Le chant de la Tamassee, Ron Rash / trad. de l'anglais. Points, 02/2017. 25 p. 7 € *****

Ruth Kowalsky, 12 ans, se noie dans la Tamassee, rivière de Caroline du Sud. Son corps se coince sous un rocher. Le père de la victime demande l'installation d'un barrage amovible pour détourner le cours de l'eau vers la rive droite et récupérer le corps de sa fille, contre l'avis des gens du cru qui connaissent le danger encouru. Une guerre s'engage alors avec les écologistes locaux, qui s'appuient sur la loi fédérale interdisant à quiconque de perturber l'état naturel d'une rivière qui a obtenu le label "sauvage". Très vite, le fait-divers prend une dimension nationale, et une jeune photographe de presse, Maggie, native du comté où se joue le drame, est chargée de couvrir les événements. Mais comme beaucoup, elle s'interroge sur ce choix cornélien entre la protection de la nature et le deuil d'un enfant...

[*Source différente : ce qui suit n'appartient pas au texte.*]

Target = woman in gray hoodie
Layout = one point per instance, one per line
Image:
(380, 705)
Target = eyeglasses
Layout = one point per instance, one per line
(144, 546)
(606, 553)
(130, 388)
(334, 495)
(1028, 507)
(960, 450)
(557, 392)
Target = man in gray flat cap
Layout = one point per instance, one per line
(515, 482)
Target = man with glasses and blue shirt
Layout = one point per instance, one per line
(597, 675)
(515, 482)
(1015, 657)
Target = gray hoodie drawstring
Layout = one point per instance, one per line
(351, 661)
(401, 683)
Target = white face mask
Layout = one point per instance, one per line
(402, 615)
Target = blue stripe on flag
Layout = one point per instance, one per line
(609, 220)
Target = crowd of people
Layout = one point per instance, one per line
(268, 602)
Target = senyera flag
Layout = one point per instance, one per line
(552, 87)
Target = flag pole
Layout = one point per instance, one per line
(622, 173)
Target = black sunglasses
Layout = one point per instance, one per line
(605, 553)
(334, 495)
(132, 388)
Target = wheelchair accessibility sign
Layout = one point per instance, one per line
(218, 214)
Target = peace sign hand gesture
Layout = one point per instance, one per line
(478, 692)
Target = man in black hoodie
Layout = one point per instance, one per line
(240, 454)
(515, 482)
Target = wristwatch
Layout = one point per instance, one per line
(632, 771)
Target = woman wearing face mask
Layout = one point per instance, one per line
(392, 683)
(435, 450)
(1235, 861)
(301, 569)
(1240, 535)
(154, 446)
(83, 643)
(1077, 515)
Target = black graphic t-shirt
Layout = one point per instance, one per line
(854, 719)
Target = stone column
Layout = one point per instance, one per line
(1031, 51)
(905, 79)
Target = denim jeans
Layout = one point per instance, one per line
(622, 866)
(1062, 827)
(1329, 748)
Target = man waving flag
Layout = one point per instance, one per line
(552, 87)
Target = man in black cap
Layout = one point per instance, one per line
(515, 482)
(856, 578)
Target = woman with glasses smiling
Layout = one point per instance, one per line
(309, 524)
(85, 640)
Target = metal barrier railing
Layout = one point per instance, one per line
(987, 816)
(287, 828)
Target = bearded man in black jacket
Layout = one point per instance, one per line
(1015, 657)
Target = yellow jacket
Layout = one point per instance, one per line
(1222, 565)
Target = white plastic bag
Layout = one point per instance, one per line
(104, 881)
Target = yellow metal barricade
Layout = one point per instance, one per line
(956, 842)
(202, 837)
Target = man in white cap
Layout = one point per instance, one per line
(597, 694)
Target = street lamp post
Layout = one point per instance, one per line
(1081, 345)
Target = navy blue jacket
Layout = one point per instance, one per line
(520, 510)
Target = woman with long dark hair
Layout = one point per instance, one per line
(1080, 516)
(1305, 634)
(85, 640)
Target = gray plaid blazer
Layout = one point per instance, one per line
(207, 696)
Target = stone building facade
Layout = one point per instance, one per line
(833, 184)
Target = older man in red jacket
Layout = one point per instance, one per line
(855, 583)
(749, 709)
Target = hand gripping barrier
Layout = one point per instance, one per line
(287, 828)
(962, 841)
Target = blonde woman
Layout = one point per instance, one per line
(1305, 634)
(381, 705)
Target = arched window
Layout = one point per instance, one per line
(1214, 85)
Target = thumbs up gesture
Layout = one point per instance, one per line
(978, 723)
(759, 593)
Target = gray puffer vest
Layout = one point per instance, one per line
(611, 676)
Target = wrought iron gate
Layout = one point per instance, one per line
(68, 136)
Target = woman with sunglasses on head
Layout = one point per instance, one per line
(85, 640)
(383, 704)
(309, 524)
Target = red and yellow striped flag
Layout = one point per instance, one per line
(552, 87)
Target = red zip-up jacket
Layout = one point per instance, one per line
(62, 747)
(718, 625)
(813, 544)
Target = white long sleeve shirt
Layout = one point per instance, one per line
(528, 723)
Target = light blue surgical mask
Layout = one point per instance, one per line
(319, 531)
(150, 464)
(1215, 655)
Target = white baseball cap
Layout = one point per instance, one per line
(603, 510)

Ce n'est pas sa seule interrogation, d'ailleurs. Maggie est attirée par son collègue grand reporter chargé de couvrir l'événement avec elle. Allen est porteur d'un passé douloureux dont elle ne sait que faire. Peut-elle se laisser aller à le séduire ou à se laisser séduire, alors qu'elle-même porte les stigmates – le mot n'est pas que métaphorique – d'une enfance blessée qui l'a conduite à s'éloigner de son père désormais malade ? Comme souvent chez Ron Rash, la nature est mêlée de façon inextricable aux personnages : ceux-ci sont en proie à des tourments intérieurs qui abondent sous la surface et finissent par ressurgir, alors qu'en surface la mort d'une enfant devient l'enjeu d'un conflit écologique et politique. En toile de fond, la Tamassee cristallise tous les avis : elle est frontière de deux états,  et symbole de la défense d'une nature mise à mal par les prétentions humaines. On pourrait la croire inoffensive ou tout du moins domptable par l'homme, mais c'est une eau vive aux méandres dangereux, qui abrite dans ses profondeurs des courants mortels.